A força para esperar o tempo certo veio de uma “casca mais forte”, forjada em dores recentes e profundas. “A perda dos meus pais”, revelou ele. “A diferença foi de seis meses. Primeiro minha mãe, depois meu pai. Eu esperava chegar nesse momento com eles… Infelizmente não foi da forma como eu imaginei, mas foi um dia muito feliz, porque pela primeira vez eu tive toda minha família reunida para ver a minha graduação”.

Pai e filha, gerações que se unem pela capoeira. / Foto: Jornal Merkato. Clique na imagem!

O círculo da vida na roda de capoeira

À noite, no entanto, não era apenas sobre o fim de um ciclo, mas sobre o começo de outro. O círculo da vida, tão presente na roda de capoeira, se manifestou de forma poética. No mesmo dia em que se tornou mestre, Mongola “batizou” sua filha, Betina, entregando-lhe a primeira graduação. “Um sentimento muito grande, porque eu a iniciei na capoeira na mesma idade que eu comecei: aos 5 anos de idade. Foi proposital”, contou, com os olhos brilhando.

Até a superstição deu o ar da graça. “Hoje era o dia certo. Hoje é dia 3, eu sou do mês 3 (março), nasci no dia 25/03 e o ano é 25”, disse, rindo da feliz coincidência numérica que parecia selar seu destino.

O discurso de homenagem, de reconhecimento, de familiarização da mestria. / Foto: Jornal Merkato. Clique na imagem!

Para Mestra Sabrina, a caminhada de Mongola é marcada por “resistência, resiliência, força, coragem, vontade, amor, esforço, disciplina e respeito às tradições”. Ela destacou que ser mestre vai além do título. “É assumir uma responsabilidade social e cultural, é ser farol, é ser guia, ser guardião da cultura… é ser ponte entre passado e futuro e ser exemplo dentro e fora da roda de capoeira”, afirmou em outro trecho marcante de seu discurso.

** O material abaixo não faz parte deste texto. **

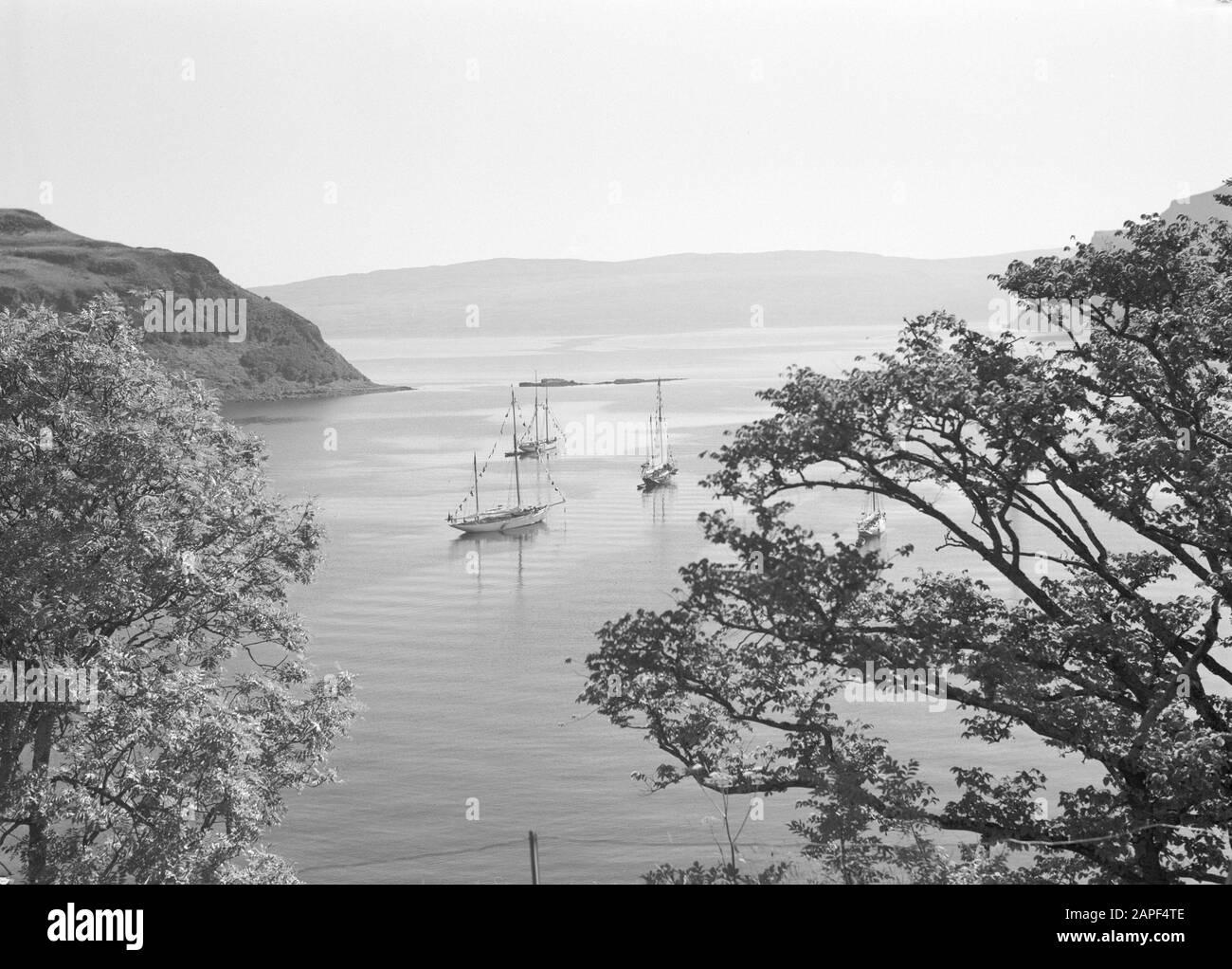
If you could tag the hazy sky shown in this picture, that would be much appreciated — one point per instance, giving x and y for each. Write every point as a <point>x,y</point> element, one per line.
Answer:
<point>605,128</point>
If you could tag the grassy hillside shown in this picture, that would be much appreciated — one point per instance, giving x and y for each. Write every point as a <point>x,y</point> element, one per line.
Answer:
<point>1199,209</point>
<point>660,295</point>
<point>283,356</point>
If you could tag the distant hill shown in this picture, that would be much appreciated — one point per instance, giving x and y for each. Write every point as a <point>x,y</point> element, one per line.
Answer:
<point>1199,208</point>
<point>283,356</point>
<point>657,295</point>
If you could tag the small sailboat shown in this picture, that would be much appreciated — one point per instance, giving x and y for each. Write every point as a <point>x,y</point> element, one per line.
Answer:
<point>500,518</point>
<point>540,443</point>
<point>658,468</point>
<point>873,521</point>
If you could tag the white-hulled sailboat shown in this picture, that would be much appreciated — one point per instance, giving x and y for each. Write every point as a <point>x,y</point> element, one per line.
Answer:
<point>499,518</point>
<point>873,521</point>
<point>658,468</point>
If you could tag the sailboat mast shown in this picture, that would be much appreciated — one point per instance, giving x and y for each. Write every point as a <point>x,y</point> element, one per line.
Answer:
<point>517,477</point>
<point>663,439</point>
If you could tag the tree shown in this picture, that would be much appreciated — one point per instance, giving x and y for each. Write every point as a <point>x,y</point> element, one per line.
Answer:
<point>1116,446</point>
<point>138,542</point>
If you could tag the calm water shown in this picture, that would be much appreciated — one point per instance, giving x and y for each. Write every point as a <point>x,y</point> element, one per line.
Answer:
<point>460,645</point>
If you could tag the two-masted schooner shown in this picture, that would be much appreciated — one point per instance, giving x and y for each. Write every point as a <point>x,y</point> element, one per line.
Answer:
<point>500,518</point>
<point>873,521</point>
<point>541,442</point>
<point>658,468</point>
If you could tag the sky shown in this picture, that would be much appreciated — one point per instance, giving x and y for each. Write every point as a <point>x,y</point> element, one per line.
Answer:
<point>284,139</point>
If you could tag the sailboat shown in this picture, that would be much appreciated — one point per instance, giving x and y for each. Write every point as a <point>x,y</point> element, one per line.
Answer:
<point>660,468</point>
<point>873,521</point>
<point>540,443</point>
<point>499,518</point>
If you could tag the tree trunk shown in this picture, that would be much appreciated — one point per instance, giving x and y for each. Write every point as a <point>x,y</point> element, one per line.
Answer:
<point>38,867</point>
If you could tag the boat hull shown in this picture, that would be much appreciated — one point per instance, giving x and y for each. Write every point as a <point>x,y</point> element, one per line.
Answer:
<point>653,477</point>
<point>874,526</point>
<point>503,522</point>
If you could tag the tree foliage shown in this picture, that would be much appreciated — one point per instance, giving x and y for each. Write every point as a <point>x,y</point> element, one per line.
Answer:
<point>138,539</point>
<point>1116,447</point>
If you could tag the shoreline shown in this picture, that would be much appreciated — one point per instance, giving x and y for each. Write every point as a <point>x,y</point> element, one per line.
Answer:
<point>319,394</point>
<point>562,382</point>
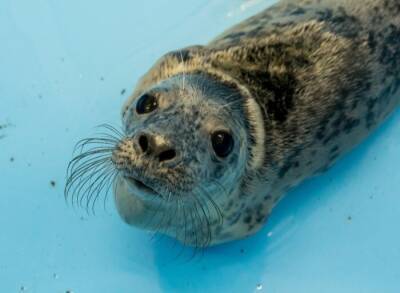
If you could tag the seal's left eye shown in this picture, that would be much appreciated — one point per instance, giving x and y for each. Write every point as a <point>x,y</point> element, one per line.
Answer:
<point>222,142</point>
<point>146,104</point>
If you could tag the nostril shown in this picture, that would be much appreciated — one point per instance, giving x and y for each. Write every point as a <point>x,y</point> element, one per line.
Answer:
<point>167,155</point>
<point>143,142</point>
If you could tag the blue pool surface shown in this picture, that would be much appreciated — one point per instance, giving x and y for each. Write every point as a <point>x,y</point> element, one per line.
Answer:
<point>67,66</point>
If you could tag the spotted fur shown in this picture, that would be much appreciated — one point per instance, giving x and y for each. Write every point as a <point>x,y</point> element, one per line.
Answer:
<point>310,80</point>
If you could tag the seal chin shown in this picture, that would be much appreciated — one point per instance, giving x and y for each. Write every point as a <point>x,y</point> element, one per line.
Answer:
<point>138,187</point>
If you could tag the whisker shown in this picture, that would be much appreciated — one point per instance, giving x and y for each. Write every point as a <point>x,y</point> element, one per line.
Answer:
<point>91,171</point>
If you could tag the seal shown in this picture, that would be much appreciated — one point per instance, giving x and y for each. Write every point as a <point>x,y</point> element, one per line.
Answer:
<point>214,136</point>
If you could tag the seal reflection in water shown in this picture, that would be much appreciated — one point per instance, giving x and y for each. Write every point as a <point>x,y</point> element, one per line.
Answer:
<point>213,136</point>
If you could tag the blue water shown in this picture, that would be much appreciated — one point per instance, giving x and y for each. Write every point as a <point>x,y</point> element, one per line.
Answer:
<point>63,68</point>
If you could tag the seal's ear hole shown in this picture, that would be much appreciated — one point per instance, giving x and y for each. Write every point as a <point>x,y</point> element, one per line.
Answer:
<point>146,104</point>
<point>222,143</point>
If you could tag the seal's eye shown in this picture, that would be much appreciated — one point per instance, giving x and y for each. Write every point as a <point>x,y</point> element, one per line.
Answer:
<point>146,104</point>
<point>222,143</point>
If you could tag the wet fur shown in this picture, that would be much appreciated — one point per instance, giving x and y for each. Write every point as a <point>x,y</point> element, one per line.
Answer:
<point>313,78</point>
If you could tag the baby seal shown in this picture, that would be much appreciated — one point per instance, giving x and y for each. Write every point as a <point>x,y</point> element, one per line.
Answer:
<point>213,136</point>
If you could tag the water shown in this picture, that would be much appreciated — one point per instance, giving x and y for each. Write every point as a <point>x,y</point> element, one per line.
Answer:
<point>67,66</point>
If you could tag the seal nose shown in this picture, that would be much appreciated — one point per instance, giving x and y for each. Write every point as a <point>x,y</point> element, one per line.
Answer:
<point>156,147</point>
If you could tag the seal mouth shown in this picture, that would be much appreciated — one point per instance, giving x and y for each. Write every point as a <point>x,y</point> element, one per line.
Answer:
<point>139,185</point>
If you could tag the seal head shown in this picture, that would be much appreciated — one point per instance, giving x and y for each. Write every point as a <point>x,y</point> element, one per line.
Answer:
<point>182,158</point>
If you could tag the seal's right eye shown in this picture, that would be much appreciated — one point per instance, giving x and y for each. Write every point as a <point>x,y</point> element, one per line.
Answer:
<point>146,104</point>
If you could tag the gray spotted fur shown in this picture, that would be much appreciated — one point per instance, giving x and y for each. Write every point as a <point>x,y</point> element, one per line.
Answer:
<point>325,73</point>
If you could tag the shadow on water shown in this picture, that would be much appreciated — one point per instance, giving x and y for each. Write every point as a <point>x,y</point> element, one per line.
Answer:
<point>218,267</point>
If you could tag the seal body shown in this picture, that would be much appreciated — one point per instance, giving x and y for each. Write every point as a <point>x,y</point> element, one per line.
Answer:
<point>297,85</point>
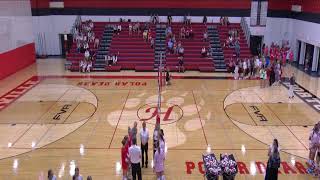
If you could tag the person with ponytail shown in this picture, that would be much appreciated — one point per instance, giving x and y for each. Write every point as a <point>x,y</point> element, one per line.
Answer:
<point>159,158</point>
<point>273,161</point>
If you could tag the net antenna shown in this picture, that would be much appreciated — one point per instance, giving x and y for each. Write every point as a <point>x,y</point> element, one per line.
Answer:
<point>160,84</point>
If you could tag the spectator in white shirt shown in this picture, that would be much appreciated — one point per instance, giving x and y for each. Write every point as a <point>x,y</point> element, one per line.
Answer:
<point>135,158</point>
<point>77,175</point>
<point>51,176</point>
<point>96,43</point>
<point>144,137</point>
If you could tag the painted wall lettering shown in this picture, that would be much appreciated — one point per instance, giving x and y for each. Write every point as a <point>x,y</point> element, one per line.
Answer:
<point>305,95</point>
<point>109,83</point>
<point>285,168</point>
<point>258,113</point>
<point>14,94</point>
<point>62,111</point>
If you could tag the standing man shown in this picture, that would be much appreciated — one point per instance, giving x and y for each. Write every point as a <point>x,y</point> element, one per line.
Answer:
<point>144,137</point>
<point>292,82</point>
<point>135,158</point>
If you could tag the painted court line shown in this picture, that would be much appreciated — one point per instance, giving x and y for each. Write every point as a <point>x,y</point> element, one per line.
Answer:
<point>114,132</point>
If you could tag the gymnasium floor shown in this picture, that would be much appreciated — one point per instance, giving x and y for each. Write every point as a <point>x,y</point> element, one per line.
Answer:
<point>59,120</point>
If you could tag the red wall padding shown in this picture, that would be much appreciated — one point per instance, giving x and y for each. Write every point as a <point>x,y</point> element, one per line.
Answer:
<point>39,3</point>
<point>215,4</point>
<point>311,6</point>
<point>14,60</point>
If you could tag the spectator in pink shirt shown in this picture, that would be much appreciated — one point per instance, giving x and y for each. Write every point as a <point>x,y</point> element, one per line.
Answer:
<point>159,158</point>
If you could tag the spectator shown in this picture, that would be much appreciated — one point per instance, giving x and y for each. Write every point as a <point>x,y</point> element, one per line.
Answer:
<point>77,175</point>
<point>237,48</point>
<point>169,19</point>
<point>89,65</point>
<point>144,137</point>
<point>180,64</point>
<point>145,35</point>
<point>191,34</point>
<point>272,76</point>
<point>87,54</point>
<point>135,158</point>
<point>205,36</point>
<point>221,21</point>
<point>226,21</point>
<point>203,51</point>
<point>168,77</point>
<point>51,175</point>
<point>152,43</point>
<point>83,65</point>
<point>292,83</point>
<point>204,21</point>
<point>149,35</point>
<point>236,72</point>
<point>262,77</point>
<point>183,32</point>
<point>181,51</point>
<point>169,31</point>
<point>86,45</point>
<point>170,46</point>
<point>119,29</point>
<point>156,137</point>
<point>159,158</point>
<point>124,156</point>
<point>273,161</point>
<point>314,140</point>
<point>134,130</point>
<point>130,29</point>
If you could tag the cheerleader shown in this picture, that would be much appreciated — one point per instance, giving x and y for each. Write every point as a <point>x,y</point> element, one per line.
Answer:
<point>83,65</point>
<point>314,145</point>
<point>168,77</point>
<point>89,65</point>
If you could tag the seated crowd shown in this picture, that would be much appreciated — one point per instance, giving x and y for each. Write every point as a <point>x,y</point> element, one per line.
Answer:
<point>83,35</point>
<point>266,66</point>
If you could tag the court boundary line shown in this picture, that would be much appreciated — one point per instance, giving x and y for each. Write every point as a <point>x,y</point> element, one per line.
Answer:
<point>33,123</point>
<point>224,109</point>
<point>281,121</point>
<point>261,124</point>
<point>124,105</point>
<point>249,114</point>
<point>195,102</point>
<point>287,127</point>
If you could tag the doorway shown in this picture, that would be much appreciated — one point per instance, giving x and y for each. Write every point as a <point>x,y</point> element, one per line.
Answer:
<point>65,44</point>
<point>256,45</point>
<point>308,57</point>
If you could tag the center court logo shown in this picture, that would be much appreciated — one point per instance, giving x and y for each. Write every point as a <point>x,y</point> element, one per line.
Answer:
<point>170,113</point>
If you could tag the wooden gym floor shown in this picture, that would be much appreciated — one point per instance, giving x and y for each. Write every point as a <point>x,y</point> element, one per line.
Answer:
<point>56,119</point>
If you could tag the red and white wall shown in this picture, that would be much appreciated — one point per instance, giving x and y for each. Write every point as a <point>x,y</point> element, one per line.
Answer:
<point>16,36</point>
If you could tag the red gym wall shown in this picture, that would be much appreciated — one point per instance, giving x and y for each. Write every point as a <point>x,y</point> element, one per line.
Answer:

A noite se encerrava. O filme da vida de Mongola, que começou na “capoeira de rua, sem grupo nem nome”, passava em sua cabeça. Uma jornada que o levou a usar a arte para ajudar jovens em vulnerabilidade social e que, agora, o coroava com a maior honraria.

Quando pedimos para ele resumir a noite em uma palavra, ele não hesitou, e o sorriso largo finalmente rompeu a casca da emoção contida: “Felicidade.”

E com essa felicidade, o círculo se abriu ainda mais, como previu Mestra Sabrina, permitindo que a voz, o toque e o jogo do novo mestre alcancem e inspirem cada vez mais pessoas. A eternidade da capoeira, naquela noite de outubro, ganhou um novo guardião. Parabéns, Mestre Fábio Mongola. Que o seu chão continue sendo a capoeira, e que seu axé se espalhe pelo mundo.

Mestre Mongola, seja bem-vindo a mestria na comunidade capoeirística do ES, do Brasil e do mundo. / Foto: Jornal Merkato. Clique na imagem!